Of course, the reader is able to put two and two together straight away, and work out that the courageous ‘French’ officer is Tristram Leith, but he is unaware of his identity for most of the book, his memory returning in fits and spurts, but not giving him a complete picture, or providing him with any clue as to his name or place of origin. He does work out that he’s English rather than French, and discovers he was a high-ranking officer (a Colonel) but his memory is like a jigsaw puzzle with lots of pieces missing. The first part of the story focuses on his recovery from his injuries, and the burgeoning romance between him and the lovely Rachel, but she is betrothed to the suave and powerful Claude Sangiunet, and when Tristram is sufficiently recovered, they part, he to journey to London, to Horse Guards to find out what he can about himself, she to her fiancé and wedding preparations.
Feather Castles gets off to a bit of a slow start and it took me a while to get into it, but once I did, I was pulled into the world the author has created. We’ve got an evil mastermind – who is scarily plausible and good at hiding in plain sight – plenty of adventure and long odds to be overcome, together with attractive leads and a group of secondary characters who are present as more than just sequel-bait; they have important parts to play within the story, and will, I suspect, crop up throughout the series. Tristram is a terrific hero, a military man whom the author actually shows being the sort of commanding, cool-under-fire presence his rank would suggest. Even when he doesn’t know who he is, his sterling qualities are obvious; he’s clearly a leader of men and Ms. Veryan shows those skills over and over again. We’re also introduced to the impulsive, brash Alan Devenish, a rather insubordinate young man who has obviously yet to come into his own, and whose impetuousness serves as a good contrast to Tristram’s calmer but no less determined approach.
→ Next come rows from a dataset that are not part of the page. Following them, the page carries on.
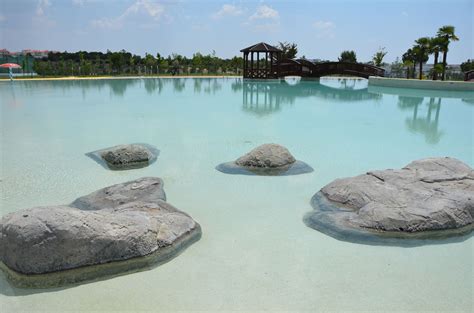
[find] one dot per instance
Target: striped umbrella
(10, 65)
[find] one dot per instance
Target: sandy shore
(115, 77)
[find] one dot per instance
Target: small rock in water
(267, 159)
(427, 199)
(267, 156)
(125, 157)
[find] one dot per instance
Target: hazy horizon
(322, 29)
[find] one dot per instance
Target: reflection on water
(118, 87)
(262, 98)
(425, 125)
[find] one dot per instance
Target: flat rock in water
(145, 189)
(427, 199)
(123, 157)
(267, 159)
(129, 224)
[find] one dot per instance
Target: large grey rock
(267, 159)
(122, 222)
(124, 157)
(146, 189)
(267, 156)
(424, 198)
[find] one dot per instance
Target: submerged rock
(267, 156)
(267, 159)
(124, 157)
(122, 223)
(428, 198)
(146, 189)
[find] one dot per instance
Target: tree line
(426, 46)
(83, 63)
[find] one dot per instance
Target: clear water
(256, 254)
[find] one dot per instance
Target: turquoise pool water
(256, 254)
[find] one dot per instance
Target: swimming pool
(256, 253)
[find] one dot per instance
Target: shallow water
(256, 254)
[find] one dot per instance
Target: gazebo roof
(261, 47)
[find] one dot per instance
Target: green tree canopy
(348, 56)
(378, 57)
(290, 50)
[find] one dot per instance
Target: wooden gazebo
(261, 68)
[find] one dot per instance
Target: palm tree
(408, 60)
(436, 46)
(421, 50)
(447, 33)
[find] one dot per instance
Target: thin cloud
(325, 29)
(265, 12)
(41, 7)
(228, 10)
(149, 8)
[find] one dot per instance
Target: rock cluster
(424, 198)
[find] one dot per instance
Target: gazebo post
(251, 63)
(271, 63)
(252, 66)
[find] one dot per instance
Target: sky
(321, 29)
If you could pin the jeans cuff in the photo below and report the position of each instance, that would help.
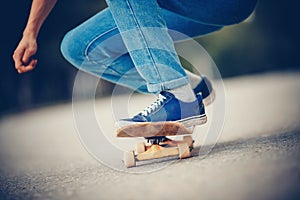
(168, 85)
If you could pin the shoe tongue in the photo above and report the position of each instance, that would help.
(139, 118)
(166, 94)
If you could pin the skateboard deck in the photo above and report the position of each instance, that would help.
(153, 129)
(157, 145)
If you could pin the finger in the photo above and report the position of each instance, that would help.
(17, 57)
(28, 54)
(29, 67)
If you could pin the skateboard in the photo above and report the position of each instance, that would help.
(157, 144)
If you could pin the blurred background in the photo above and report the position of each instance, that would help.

Rachel is the sort of heroine who has perhaps gone out of fashion in recent years. She’s fairly passive in the first part of the story and doesn’t really start to question her actions or try to seek a way out until fairly late on in the book. Her family’s disgrace (her father had cheated at cards, which was a huge no-no at this time) means she and her siblings have been ostracised from society, and she saw an engagement to the wealthy, charming Claude as a way to make sure that her invalid sister Charity would be taken care of. She accepted Claude out of gratitude, and even though Sister Maria Evangeline makes it clear she believes Rachel is doing the wrong thing by agreeing to the match, Rachel refuses to consider an alternative; her focus is on Charity and Rachel is, to start with at least, wilfully blind to the signs that Claude isn’t the kindly altruist she believes him to be. But in this, she’s a woman of her time; so much of a woman’s ‘worth’ was bound up in family and reputation, and with no other way of keeping a roof over her head and paying for her sister’s treatment, Rachel took the only option open to her. Her situation certainly evokes sympathy, and I liked that she gradually came to admit to her mistake and to want to do something about it. On the downside however, the romance lacks a real spark; the absence of bedroom scenes isn’t an issue, but while I liked Tristram a lot, it wasn’t until near the very end that I started to believe Rachel was the woman for him.
Still, I think fans of traditional romances, or those looking for a Regency-era story full of intrigue, adventure and derring-do will enjoy Feather Castles. Patricia Veryan deserves to be more widely read; she’s frequently likened to Georgette Heyer, although I’m never sure that’s a completely apt comparison given Veryan wrote mostly romantic adventures as opposed to comedies of manners, but chances are if you like Heyer, you’ll like Veryan – and even if you don’t like Heyer, I suspect you could read it and be pleasantly surprised.